Le football congolais est à l’arrêt et l’alerte est désormais mondiale. La FIFA a décidé de se saisir en urgence du dossier FECOFOOT, estimant que la situation a largement dépassé le cadre d’un simple conflit interne.
En cause, une série d’interventions jugées incompatibles avec les règles qui encadrent la gouvernance du football international.

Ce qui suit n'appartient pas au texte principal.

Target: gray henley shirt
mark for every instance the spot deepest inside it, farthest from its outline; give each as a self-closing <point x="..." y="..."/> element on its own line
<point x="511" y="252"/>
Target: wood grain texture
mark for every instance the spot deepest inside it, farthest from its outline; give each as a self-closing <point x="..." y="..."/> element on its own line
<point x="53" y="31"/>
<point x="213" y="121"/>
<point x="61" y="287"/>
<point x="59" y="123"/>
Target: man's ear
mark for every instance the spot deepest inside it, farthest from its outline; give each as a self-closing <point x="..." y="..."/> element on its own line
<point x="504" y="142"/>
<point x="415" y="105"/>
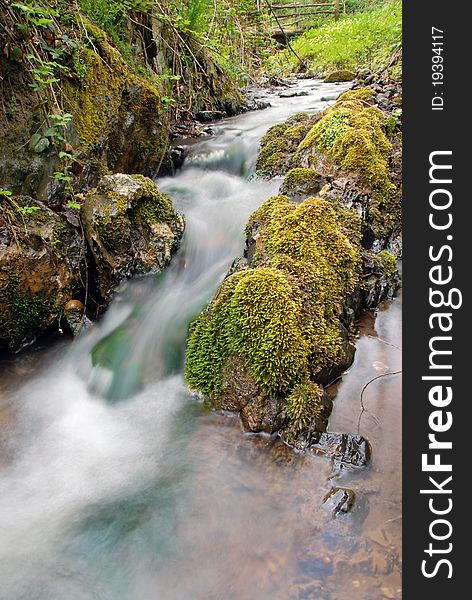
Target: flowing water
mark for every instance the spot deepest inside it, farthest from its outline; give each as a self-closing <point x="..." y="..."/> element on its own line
<point x="116" y="483"/>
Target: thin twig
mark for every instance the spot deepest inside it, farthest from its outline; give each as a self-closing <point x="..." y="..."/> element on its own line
<point x="364" y="409"/>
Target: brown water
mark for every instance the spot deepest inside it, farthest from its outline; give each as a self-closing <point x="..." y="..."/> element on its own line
<point x="147" y="496"/>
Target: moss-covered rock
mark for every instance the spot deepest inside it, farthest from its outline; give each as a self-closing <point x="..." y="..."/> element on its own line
<point x="280" y="316"/>
<point x="41" y="265"/>
<point x="280" y="143"/>
<point x="307" y="407"/>
<point x="131" y="228"/>
<point x="352" y="147"/>
<point x="302" y="183"/>
<point x="339" y="76"/>
<point x="119" y="117"/>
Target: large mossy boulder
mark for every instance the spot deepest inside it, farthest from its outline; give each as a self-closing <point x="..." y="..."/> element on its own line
<point x="42" y="260"/>
<point x="280" y="144"/>
<point x="276" y="322"/>
<point x="302" y="183"/>
<point x="355" y="152"/>
<point x="131" y="228"/>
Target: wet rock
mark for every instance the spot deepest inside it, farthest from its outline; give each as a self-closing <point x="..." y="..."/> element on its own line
<point x="240" y="393"/>
<point x="340" y="76"/>
<point x="347" y="450"/>
<point x="41" y="265"/>
<point x="381" y="279"/>
<point x="131" y="229"/>
<point x="329" y="374"/>
<point x="302" y="183"/>
<point x="177" y="155"/>
<point x="339" y="500"/>
<point x="207" y="116"/>
<point x="76" y="319"/>
<point x="293" y="94"/>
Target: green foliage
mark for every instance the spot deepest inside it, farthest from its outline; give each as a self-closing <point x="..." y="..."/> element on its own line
<point x="304" y="403"/>
<point x="358" y="40"/>
<point x="353" y="135"/>
<point x="282" y="315"/>
<point x="389" y="263"/>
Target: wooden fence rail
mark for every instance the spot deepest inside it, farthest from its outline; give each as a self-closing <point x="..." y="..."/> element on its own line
<point x="289" y="15"/>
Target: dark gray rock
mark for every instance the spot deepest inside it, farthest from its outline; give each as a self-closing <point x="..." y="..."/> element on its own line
<point x="131" y="229"/>
<point x="339" y="500"/>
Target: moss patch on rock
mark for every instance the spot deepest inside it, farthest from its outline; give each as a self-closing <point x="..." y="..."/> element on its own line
<point x="389" y="263"/>
<point x="353" y="136"/>
<point x="281" y="142"/>
<point x="119" y="116"/>
<point x="302" y="183"/>
<point x="41" y="264"/>
<point x="131" y="227"/>
<point x="339" y="76"/>
<point x="282" y="314"/>
<point x="304" y="403"/>
<point x="364" y="93"/>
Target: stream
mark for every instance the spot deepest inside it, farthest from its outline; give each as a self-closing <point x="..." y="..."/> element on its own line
<point x="117" y="484"/>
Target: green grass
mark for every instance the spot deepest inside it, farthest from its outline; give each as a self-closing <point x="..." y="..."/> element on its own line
<point x="359" y="40"/>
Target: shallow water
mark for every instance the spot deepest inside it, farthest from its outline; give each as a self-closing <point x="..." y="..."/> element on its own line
<point x="116" y="484"/>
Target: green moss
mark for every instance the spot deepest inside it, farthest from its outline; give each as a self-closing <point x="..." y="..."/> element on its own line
<point x="353" y="136"/>
<point x="364" y="93"/>
<point x="389" y="262"/>
<point x="24" y="311"/>
<point x="280" y="143"/>
<point x="283" y="317"/>
<point x="304" y="403"/>
<point x="155" y="207"/>
<point x="115" y="110"/>
<point x="341" y="75"/>
<point x="300" y="176"/>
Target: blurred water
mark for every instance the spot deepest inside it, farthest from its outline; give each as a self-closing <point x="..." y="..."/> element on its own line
<point x="117" y="485"/>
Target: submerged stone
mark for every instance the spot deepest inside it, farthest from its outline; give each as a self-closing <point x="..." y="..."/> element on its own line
<point x="339" y="500"/>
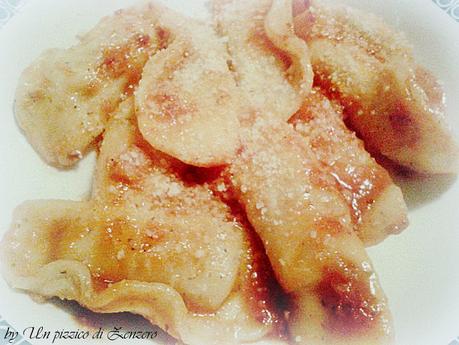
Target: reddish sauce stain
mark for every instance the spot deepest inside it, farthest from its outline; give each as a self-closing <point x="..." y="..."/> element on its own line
<point x="300" y="6"/>
<point x="404" y="126"/>
<point x="127" y="60"/>
<point x="264" y="295"/>
<point x="360" y="184"/>
<point x="164" y="37"/>
<point x="348" y="303"/>
<point x="171" y="107"/>
<point x="259" y="38"/>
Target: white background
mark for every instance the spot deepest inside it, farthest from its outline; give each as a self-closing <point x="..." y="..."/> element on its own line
<point x="418" y="269"/>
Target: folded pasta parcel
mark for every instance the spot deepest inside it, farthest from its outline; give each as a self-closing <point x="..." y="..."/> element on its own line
<point x="148" y="243"/>
<point x="65" y="97"/>
<point x="395" y="104"/>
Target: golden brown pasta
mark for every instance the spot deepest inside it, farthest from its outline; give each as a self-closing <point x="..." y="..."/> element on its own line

La FIFA pointe une ingérence trop lourde
À Zurich, le constat est clair : l’autonomie de la Fédération Congolaise de Football serait sérieusement menacée. Les changements imposés au format du championnat national, tout comme l’annulation des dernières assemblées générales, sont au cœur des discussions. Pour la FIFA, ces décisions extérieures freinent le fonctionnement normal de la fédération et faussent l’équilibre institutionnel.
🚨Ingérence de l’État : la FECOFOOT sous la menace de la FIFA.
Dans les prochaines heures, le Congo risque une suspension historique qui sacrifierait joueurs, clubs et toute une génération de talents. ⚽️#Diaspora,#Congo,#CAF,#FIFA@DRCPF1 pic.twitter.com/FWQ8JtV5DJ— DRCPF (@DRCPF1) January 28, 2026
Des procédures judiciaires qui inquiètent
Autre point sensible, et non des moindres : l’intervention de la justice ordinaire. Les poursuites engagées contre le président de la FECOFOOT, son secrétaire général et des membres du comité exécutif sont très mal perçues.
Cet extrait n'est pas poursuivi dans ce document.